À ce discours, le fils éprouva d’abord quelque honte ; mais, encouragé par les invitations, les prévenances de sa mère, et réfléchissant que personne ne pouvait mieux lui faire obtenir ce qu’il désirait, il secoua bientôt sa timidité, et lui parla en ces termes :

« Ce qui m’a porté, madame, à cacher mon amour, c’est de voir que la plupart des hommes ne veulent jamais, quand ils ont atteint l’âge mûr, se rappeler qu’ils ont été jeunes. Mais puisque je vous trouve raisonnable et de bonne composition sur ce point, non-seulement je conviendrai de la vérité de votre observation, mais je vous ferai connaître l’objet dont je suis épris, si vous me promettez de me la faire obtenir. Ce n’est que par ce moyen que vous me rendrez la vie ; je vous devrai de plus mon bonheur. »

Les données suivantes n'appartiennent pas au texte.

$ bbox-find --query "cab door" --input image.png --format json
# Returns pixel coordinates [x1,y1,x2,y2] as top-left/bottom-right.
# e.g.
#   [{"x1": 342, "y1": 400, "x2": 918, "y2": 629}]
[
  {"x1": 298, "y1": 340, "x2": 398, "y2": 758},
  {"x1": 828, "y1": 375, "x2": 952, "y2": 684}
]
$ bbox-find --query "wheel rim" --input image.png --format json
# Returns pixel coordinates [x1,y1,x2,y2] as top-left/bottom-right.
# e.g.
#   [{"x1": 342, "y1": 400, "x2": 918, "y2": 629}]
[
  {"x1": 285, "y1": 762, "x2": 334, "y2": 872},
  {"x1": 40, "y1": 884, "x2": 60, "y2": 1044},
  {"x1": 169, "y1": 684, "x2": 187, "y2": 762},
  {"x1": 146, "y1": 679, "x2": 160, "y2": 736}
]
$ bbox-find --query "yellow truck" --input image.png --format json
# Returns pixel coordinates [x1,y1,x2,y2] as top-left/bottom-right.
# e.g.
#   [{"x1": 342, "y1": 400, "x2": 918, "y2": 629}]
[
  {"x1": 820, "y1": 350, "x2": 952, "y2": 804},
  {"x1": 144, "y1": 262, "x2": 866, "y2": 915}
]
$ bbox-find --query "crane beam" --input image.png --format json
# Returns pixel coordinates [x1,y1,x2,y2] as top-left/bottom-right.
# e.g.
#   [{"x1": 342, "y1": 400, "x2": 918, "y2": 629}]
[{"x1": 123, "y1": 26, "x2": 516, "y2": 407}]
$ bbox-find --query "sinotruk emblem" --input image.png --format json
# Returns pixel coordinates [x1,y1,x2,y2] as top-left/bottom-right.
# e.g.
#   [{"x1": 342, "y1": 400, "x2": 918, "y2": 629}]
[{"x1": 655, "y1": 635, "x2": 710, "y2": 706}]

La mère, qui comptait un peu trop sur la complaisance de Jeannette, et qui ne pensait pas que la vertu de cette fille serait un obstacle à son projet, lui répondit qu’il n’avait qu’à lui nommer en assurance l’objet de son amour. « Vous saurez donc, madame, que c’est de votre Jeannette que je suis épris : je n’ai pu me défendre de l’aimer en considérant sa beauté et les rares qualités dont elle est pourvue. Comme j’ai désespéré de la rendre sensible, et que j’ai imaginé que vous ne consentiriez pas à me la donner pour femme, je n’ai jamais osé confier mon amour à qui que ce soit, pas même à Jeannette ; et c’est là ce qui me réduit dans l’état où vous me voyez. Mais, je vous en avertis, si ce que vous me promettez venait à ne pas réussir, de manière ou d’autre, vous pouvez compter que je ne vivrai pas longtemps. »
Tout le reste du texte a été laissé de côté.